SXSW Aftermath: A Night Of Ecstatic Peace, White Mice And Courtney Love Singing The Blues
| Photos by Craig Hlavaty |
| Black Helicopter |
First up was the Ecstatic Peace showcase at Red 7, with Thurston Moore hitting the stage around 8 p.m. Alone, the Sonic Youth co-fronter makes metallic guitar noise with just him and an axe on the stage. It's a far cry from what the mainstream is used to seeing him do with SY, but it's still a rewarding peek into the mind of the noise-pop maven's creative outlet beyond his influential band.
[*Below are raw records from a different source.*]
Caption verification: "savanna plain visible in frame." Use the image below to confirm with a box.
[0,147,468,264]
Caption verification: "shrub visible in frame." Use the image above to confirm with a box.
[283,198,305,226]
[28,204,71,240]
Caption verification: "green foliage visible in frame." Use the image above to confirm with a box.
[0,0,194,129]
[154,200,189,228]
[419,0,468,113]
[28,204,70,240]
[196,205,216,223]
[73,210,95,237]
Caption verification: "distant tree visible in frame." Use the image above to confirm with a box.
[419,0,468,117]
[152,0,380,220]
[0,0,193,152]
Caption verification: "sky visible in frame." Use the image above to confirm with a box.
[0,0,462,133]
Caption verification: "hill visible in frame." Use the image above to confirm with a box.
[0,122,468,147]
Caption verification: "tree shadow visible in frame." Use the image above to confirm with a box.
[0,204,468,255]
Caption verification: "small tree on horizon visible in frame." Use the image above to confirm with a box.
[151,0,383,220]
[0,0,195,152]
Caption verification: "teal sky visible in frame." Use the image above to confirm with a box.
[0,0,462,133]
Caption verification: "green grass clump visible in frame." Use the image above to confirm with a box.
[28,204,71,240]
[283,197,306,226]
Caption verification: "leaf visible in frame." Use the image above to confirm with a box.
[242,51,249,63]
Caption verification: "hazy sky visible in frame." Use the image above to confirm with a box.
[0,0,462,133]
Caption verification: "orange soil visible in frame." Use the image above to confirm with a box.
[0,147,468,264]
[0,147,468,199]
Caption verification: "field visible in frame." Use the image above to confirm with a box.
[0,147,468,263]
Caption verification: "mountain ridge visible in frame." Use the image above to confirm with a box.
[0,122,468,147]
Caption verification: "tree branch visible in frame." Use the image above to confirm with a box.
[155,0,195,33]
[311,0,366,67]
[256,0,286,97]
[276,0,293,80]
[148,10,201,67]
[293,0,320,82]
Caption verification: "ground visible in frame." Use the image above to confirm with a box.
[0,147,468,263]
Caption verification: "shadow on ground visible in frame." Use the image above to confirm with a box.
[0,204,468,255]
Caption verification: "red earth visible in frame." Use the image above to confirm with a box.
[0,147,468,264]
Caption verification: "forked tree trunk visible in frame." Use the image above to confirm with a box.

He actually runs the Ecstatic Peace label in his sporadic free time. Another EP band, Boston's Black Helicopter, was keeping it nice and gristly on the Red 7 patio. We stopped in quickly at the Americana Showcase at the Red Eyed Fly down the street for a double shot of Glossary and Justin Townes Earle. Tourmates of Lucero, Tennessee's Glossary didn't stray too far from the earnest boogie of Ben Nichols' band.
| White Mice |
Think grind for stoner-rockers and you get the idea. Not too spazzy with just enough doom riffs to keep the heshers happy. All they needed was a bass guitar, drums, and a deck of sequencers to make their clamor. They will be hitting Super Happy Fun Land in Houston in early April as well. We went ahead and bit the bullet and camped out at Dirty Dog to get a glimpse at Hole later in the evening.
The line to get in wasn't getting shorter so we queued early. Sadly, we had to sit through Fall Out Boy lead singer Patrick Stump's new solo project. The formally plump character has lost a large excess of weight and has donned a sort of Michael McDonald-style lothario image. It's unsettling, especially him onstage by himself all alone running his own programming.
| Foxy Shazam |
After a lengthy set-up process, Courtney Love and her new version of Hole took the stage. Gone are the members of the classic alt-rock line-up, leaving Love as the sole name proprietor. From both opening songs, "Codeine" and a gritty take on the Rolling Stones' "Sympathy for the Devil," Love took no shit off anyone declaring this show was for her and her alone. It seems like a bratty deal, but after all that she has been through, you have to at least give her props for grabbing her legacy back by the balls.
Instead of alt-rock or power-pop, she's coming back with the blues as her weapon of choice. At times she was wobbly and she was demanding to her guitarist to her left, but her trademark howl is still intact and so is her own guitar playing. The night was one of an artist climbing back up the rungs of the rock ladder after a good decade or so of personal distraction.
| Give the woman a break - she's earned it. |
It was well-deserved if not off-putting for those maybe worried about her intake. For most it just played right into what their image of her has been since the mid-'90s. It didn't take away from the strength of this new comeback that she undertaking in the slightest.